“Oh.” I bit my lip. There would be many lonely birthdays for Caduan.

“He would have been a much better king,” he said, looking down to his glass. “It should have been him. It’s laughable, actually, that I am the one who holds the title now. Someone should have made a rule. Once you get past the tenth person in the line of succession, perhaps it’s time to give up.”

“You’re the king now. You could make that rule.”

Caduan blinked. “I suppose I could.”

“See?” I leaned forward. “Innovation, King Caduan.”

Mathira, I was drunk. Too drunk for this. I half expected him to be insulted. Instead, he let out a short laugh.

“Innovation. Yes, maybe. But even that…” His gaze went far away, face lapsing into seriousness. “I just keep thinking of how many more useful people could have lived. I knew some of the most brilliant people that have ever walked this world. When I had that corpse open on my table, all I could think about were all the more intelligent minds that could have been standing in my place, minds who could assemble the pieces I cannot. And yet I was the one who walked away.”

My mouth was dry. I took a long gulp of wine.

I was acutely conscious of the letter in my pocket, and what it forbid. Caduan wanted answers. But he would not be able to get them in Niraja.

I didn’t want to tell him that. Not now.

But when I put my glass down again, he was looking at me with that stare that stripped me bare.
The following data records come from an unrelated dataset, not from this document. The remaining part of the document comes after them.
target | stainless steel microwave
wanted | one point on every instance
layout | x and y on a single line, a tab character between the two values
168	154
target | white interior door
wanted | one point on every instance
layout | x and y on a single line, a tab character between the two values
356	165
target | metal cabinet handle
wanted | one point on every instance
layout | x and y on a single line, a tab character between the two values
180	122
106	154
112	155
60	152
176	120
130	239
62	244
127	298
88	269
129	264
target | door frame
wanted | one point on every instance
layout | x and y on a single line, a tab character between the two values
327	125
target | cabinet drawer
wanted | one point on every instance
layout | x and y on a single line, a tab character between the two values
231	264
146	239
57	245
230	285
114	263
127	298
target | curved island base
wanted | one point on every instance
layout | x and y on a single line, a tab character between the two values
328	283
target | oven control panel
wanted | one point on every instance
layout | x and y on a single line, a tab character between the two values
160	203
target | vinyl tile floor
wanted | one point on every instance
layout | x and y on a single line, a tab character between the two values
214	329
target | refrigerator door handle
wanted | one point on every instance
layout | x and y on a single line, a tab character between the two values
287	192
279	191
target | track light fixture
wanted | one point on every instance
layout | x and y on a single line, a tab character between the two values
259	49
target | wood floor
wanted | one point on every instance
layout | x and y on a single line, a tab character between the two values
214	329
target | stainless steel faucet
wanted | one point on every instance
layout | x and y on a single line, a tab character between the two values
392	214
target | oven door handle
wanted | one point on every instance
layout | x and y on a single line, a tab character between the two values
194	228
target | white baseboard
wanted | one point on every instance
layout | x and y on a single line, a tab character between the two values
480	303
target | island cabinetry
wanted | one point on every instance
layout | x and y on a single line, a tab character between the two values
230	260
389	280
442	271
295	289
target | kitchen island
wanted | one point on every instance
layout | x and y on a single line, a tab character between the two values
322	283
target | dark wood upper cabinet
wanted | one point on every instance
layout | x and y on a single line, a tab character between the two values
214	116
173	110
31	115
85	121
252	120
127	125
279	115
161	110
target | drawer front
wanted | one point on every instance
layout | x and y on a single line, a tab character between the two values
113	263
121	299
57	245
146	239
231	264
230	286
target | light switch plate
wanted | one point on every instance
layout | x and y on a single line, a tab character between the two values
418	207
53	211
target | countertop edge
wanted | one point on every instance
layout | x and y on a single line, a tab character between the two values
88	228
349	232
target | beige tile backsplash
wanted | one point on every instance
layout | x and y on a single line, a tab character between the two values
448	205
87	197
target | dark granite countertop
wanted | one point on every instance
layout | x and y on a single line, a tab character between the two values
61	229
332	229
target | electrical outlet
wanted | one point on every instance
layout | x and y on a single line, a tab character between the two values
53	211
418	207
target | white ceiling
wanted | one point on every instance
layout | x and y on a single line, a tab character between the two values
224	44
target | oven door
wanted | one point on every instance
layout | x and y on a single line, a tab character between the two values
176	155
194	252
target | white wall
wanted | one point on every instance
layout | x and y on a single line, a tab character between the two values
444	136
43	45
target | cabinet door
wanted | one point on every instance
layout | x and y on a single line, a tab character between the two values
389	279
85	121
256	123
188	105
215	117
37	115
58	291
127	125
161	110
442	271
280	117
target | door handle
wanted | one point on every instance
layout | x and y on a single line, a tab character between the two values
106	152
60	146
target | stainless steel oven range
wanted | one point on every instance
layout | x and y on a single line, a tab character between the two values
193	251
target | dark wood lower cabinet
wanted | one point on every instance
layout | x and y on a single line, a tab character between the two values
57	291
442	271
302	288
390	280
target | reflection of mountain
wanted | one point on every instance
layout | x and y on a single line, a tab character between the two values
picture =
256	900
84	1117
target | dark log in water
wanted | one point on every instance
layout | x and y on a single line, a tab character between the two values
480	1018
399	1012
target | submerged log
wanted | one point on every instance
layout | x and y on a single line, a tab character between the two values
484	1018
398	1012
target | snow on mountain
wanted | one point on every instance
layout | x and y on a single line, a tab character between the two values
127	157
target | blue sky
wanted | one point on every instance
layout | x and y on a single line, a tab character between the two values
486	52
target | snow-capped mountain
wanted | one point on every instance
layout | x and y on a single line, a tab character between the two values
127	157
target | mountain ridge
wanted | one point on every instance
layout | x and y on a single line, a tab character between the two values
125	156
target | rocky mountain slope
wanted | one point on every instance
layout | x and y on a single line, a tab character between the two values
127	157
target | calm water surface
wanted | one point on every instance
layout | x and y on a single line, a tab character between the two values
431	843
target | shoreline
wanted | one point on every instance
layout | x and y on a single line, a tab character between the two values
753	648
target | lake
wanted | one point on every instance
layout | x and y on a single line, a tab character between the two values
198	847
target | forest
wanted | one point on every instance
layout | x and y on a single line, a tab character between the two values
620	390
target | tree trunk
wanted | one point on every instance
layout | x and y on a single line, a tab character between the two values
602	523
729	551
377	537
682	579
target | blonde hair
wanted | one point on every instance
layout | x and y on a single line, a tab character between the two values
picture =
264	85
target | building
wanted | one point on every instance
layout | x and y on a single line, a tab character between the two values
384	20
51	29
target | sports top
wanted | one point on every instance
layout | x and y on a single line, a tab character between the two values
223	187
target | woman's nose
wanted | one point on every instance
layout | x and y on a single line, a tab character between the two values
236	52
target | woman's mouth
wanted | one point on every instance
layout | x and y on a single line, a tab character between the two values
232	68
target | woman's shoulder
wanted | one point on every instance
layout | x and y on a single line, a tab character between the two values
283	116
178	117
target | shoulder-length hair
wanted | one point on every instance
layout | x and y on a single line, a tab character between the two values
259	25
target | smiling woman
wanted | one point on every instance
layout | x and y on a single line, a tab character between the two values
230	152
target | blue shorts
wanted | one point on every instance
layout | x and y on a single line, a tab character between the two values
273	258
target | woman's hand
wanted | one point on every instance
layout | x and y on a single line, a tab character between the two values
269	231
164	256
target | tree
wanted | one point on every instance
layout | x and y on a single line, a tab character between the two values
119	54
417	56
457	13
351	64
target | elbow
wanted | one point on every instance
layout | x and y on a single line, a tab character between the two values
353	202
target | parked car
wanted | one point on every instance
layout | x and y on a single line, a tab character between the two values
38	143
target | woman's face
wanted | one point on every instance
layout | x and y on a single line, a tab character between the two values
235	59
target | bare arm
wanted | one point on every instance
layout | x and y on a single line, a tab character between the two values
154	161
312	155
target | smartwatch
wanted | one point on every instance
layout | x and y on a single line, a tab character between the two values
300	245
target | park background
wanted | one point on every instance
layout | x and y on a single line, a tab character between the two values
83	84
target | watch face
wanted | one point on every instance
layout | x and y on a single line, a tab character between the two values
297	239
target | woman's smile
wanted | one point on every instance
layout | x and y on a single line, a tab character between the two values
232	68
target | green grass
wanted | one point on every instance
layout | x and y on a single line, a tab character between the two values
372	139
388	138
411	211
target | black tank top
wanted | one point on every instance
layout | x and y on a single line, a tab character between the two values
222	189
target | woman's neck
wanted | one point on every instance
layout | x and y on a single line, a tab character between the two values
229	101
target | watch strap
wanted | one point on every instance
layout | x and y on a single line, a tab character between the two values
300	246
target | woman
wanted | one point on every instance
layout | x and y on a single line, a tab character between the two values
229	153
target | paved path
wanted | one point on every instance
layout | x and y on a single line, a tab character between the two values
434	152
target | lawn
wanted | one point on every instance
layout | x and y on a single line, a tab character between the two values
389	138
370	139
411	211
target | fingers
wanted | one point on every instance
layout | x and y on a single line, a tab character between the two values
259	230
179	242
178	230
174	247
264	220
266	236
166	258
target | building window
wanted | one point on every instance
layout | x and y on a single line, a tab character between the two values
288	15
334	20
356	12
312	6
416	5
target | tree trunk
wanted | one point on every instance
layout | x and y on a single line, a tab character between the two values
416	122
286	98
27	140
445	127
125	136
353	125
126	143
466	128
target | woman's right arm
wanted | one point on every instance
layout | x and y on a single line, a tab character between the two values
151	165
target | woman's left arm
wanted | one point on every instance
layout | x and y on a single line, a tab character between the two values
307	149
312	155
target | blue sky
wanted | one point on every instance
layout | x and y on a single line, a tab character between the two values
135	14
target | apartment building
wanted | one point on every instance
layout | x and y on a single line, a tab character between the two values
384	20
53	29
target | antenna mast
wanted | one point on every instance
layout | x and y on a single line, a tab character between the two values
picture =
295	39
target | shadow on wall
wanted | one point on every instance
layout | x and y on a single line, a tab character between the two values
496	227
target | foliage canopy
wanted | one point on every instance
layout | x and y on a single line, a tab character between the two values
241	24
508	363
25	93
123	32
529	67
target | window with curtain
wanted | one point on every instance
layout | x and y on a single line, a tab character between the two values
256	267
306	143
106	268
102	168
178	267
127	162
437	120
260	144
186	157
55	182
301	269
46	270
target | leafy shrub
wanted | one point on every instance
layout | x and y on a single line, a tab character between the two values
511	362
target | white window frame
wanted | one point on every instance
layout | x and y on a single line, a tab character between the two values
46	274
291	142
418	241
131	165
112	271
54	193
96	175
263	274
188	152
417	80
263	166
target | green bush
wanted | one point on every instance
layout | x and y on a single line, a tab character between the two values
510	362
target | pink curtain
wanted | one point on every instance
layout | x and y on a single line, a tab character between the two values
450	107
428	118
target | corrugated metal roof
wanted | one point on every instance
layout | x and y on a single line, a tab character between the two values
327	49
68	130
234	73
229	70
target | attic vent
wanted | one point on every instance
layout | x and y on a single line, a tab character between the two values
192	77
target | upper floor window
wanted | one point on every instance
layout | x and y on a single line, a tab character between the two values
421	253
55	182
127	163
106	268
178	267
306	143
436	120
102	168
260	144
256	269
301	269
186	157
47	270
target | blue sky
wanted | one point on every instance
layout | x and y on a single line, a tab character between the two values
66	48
“I assume,” he said, “that you received a letter from your father.”

I stiffened, and silently cursed myself for abandoning the promise of a wordless embrace for this.

My non-answer was answer enough.

“I’ll guess,” Caduan said, leaning back in his chair. “We are not going to Niraja.”

The words were thick and difficult. “We are not.”

“I, for one, am utterly shocked,” he said, and took a long drink of wine.

“I may disagree, but it is not up to me to question his decisions.”

Caduan’s lip twitched. “It’s a coward’s decision,” he muttered, into his glass.

Anger flared. I had to choke back my sharpest words. “You’re drunk,” I said.

“I am. But I’m also right.” He sat up and leaned towards me. The movement was sloppy and imprecise, and he bowed closer than perhaps he would have otherwise, his forehead nearly touching mine. Even in the darkness of the pub, his eyes were the color of light refracting through leaves — as if his anger shone through them.

“Tell me something, Teirness,” he said. “Why do you have such loyalty to him?”

“I am not the Teirness.”

“Yes, you are.”

I scoffed. “No, I’m—”

“Unsuitable? To whom? Your father holds unmatched power in the Pales. Do you think he could not have gotten them to accept you, if he had wanted to?” His voice softened. Where I had just seen anger, now I saw compassion. “Do you think other Houses do not whisper about him, Aefe? That power was never even intended to be his. It is your mother’s. And it isyours.”

I shook my head. But even as I did, a fragmented memory whispered through the back of my mind. A memory of that night, my father’s hands on my throat, the flash of white, my mother’s voice.

“My mother is not well. And I—”

“Are not as easy to control as your sister?”

I stopped breathing. I recoiled, a snarl on my lips.